Amateur archeologist Geoffrey Whittum shows a most unusual carved and polished rock to an interested attendee at his February 27 Suffield presentation. The rock’s top center protuberance, as pictured, was definitely a human face.

Geoff Whittum, who came to Suffield some years ago from his upbringing in Ellington, calls himself a Woods Walker, a delightful term that fits his avocation of exploring the natural environment in New England. Recently he’s been sharing stories of the amazing things he has found in his walks. After his well-received presentations at libraries in Bloomfield and Granby, the Kent Memorial Library sponsored his February 27 appearance at the Suffield Senior Center, where a full-house crowd was fascinated by his photos of strange and wondrous shapes of rocks.

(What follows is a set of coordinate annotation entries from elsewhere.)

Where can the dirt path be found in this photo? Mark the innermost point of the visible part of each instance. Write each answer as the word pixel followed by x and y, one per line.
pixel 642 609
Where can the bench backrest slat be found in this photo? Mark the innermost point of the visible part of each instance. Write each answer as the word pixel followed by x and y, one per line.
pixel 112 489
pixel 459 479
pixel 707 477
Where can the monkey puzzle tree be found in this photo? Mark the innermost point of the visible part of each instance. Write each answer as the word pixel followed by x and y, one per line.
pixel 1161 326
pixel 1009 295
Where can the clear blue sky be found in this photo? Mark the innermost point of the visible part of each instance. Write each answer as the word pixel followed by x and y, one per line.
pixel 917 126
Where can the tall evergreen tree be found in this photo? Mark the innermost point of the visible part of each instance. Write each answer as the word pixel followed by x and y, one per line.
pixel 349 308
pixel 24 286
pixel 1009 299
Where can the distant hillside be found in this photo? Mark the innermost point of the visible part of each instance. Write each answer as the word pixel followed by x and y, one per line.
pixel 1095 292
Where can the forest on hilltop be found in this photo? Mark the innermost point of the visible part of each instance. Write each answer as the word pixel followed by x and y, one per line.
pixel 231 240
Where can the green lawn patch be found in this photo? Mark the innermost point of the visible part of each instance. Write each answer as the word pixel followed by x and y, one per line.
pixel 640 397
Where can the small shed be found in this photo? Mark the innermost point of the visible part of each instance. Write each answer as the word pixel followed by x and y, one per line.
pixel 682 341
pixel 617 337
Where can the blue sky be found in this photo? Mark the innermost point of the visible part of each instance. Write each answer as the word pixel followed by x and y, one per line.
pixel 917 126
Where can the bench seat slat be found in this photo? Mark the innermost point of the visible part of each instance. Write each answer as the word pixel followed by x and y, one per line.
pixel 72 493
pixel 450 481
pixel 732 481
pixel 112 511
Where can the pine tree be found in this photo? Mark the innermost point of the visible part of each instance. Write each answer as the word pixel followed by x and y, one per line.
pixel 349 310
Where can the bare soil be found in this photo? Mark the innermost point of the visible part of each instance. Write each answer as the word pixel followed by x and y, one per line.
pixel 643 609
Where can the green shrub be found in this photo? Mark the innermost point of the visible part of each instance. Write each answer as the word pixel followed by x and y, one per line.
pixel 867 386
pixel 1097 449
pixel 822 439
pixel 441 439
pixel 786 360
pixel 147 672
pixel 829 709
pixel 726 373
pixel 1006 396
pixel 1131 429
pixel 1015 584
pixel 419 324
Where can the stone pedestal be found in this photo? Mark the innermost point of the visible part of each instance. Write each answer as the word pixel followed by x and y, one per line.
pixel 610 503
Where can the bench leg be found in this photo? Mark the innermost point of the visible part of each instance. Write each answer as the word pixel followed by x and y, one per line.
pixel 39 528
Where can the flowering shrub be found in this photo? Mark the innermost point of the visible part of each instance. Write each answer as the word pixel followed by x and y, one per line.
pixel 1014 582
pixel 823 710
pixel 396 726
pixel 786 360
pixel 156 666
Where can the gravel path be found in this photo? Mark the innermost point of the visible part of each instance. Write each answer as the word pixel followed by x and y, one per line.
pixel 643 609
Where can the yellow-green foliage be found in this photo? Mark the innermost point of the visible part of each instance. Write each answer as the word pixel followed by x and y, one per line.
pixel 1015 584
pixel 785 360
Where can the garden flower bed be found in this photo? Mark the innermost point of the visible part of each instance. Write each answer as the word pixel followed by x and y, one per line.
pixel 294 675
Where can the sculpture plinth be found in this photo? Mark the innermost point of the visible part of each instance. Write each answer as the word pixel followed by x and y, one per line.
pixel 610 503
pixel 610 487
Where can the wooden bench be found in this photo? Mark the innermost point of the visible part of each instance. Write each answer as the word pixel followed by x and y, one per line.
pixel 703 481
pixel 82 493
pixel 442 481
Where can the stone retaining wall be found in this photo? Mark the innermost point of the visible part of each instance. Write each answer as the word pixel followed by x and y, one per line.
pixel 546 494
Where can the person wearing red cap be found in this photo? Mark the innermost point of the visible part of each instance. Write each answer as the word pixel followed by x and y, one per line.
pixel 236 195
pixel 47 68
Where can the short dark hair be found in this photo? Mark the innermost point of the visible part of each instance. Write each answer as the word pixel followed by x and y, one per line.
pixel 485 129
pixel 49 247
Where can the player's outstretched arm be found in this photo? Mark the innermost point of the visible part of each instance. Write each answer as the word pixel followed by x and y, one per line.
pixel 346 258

Whittum showed images of giant boulders resting precariously on two or three small ones, oddly shaped individual boulders, strange dug-outs and caves, and other challenging configurations of rocks. Adding to the fascination were his descriptions of their orientation with solar occurrences and the relationships of these odd rocks with other rocks at various distances.

Most importantly, he sees evidence that these arrangements and configurations were created intentionally by earlier civilizations or even by alien visitors, hundreds of thousands or even millions of years ago. And on many of the rocks, he pointed out images, mostly of faces and creatures, which he feels were carved by ancients  creators.

Among those present at the Suffield lecture, it seemed as if most were fellow believers or at least fellow seekers of a full understanding of the topic.